Scanning the room from behind one’s shaded eyes, like Spy vs. Spy, will reveal that everyone’s not on the same page when it comes down to their social life, and certainly about a life spent living among demons, with a fess-up revealing that most spies haven’t even read the same book. There are those travelers who get their shoes caught in the sand, then fall asleep without falling over, others lay back with one eye open, one eye dreaming, never satisfied with the demons they have, envious of those belonging to others, filled with dreams for what never was. Then there are those who’ve equipped themselves for a life in the outer atmosphere, while other citizens live a life given over to their own personal demons.
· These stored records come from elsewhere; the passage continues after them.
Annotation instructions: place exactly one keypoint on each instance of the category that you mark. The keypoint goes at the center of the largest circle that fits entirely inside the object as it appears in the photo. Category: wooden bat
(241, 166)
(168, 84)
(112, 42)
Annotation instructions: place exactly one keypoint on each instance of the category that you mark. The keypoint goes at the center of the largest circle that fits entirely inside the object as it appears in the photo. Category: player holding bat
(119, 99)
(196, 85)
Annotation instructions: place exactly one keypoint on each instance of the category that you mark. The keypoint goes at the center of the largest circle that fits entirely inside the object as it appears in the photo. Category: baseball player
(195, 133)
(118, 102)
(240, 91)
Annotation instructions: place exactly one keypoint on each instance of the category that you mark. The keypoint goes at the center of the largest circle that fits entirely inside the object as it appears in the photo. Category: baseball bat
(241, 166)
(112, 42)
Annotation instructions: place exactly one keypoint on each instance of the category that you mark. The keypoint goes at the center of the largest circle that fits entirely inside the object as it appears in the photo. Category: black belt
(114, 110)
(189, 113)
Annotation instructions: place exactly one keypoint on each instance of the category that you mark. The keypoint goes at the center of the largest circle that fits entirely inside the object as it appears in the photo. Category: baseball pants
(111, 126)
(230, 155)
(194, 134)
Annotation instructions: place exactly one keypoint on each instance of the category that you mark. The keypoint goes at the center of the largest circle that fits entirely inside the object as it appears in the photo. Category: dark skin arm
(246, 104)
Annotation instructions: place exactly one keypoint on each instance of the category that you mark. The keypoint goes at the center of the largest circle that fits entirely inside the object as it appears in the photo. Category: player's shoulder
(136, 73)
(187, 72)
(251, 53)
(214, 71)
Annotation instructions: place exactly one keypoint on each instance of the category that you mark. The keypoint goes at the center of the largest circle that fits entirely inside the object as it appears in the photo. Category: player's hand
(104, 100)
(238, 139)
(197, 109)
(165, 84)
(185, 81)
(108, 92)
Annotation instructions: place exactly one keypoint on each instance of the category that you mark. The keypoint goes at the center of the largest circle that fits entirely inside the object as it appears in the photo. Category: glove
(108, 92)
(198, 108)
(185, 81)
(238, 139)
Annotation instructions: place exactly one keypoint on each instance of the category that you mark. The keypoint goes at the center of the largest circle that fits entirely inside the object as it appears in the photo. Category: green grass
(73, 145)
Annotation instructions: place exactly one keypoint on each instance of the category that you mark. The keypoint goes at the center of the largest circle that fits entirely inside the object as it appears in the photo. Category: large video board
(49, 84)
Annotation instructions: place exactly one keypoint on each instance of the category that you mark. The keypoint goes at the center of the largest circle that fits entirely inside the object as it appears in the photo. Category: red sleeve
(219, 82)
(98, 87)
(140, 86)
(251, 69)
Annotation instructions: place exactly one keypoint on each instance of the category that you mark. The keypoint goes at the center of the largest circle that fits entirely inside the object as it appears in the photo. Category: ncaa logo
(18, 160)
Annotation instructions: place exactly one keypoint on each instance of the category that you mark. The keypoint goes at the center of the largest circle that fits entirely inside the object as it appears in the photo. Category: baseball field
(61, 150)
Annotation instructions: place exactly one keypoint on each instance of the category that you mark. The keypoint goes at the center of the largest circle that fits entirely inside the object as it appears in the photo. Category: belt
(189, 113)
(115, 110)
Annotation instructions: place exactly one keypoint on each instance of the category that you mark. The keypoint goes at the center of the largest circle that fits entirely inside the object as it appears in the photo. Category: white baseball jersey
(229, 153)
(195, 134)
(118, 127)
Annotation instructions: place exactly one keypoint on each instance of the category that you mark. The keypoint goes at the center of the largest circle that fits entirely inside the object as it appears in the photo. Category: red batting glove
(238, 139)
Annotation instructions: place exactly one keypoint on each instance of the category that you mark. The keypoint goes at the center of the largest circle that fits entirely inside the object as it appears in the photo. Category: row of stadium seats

Those monkeys are the ever-lost souls, those who sleep deep in the stratosphere, they’ve completely given up even the notion of trying to balance a set of sand filled shoes on terra firma … a sad lot, truly lost, the one’s who’ve given life among the demons a bad name, a wretched address, and use their choices as excuses to curry favors, building webs so full of holes they manage to catch nothing more than sleepy-eyed half spent carnival box chameleons, that once home have nothing more to offer than disappointment. But for those who’ve slipped between worlds, and learned to walk floorboards with silence at an early age, a life among demons can be intoxicating, if not ambidextrous. These lucky runners slip through their days spellbound, splashing streams dry, hearing giggles that become laughs, remaining unfazed when screen-doors slam, giving even Customs Inspectors reason to believe, getting themselves showered with luscious receipts, and combinations that spin wide open.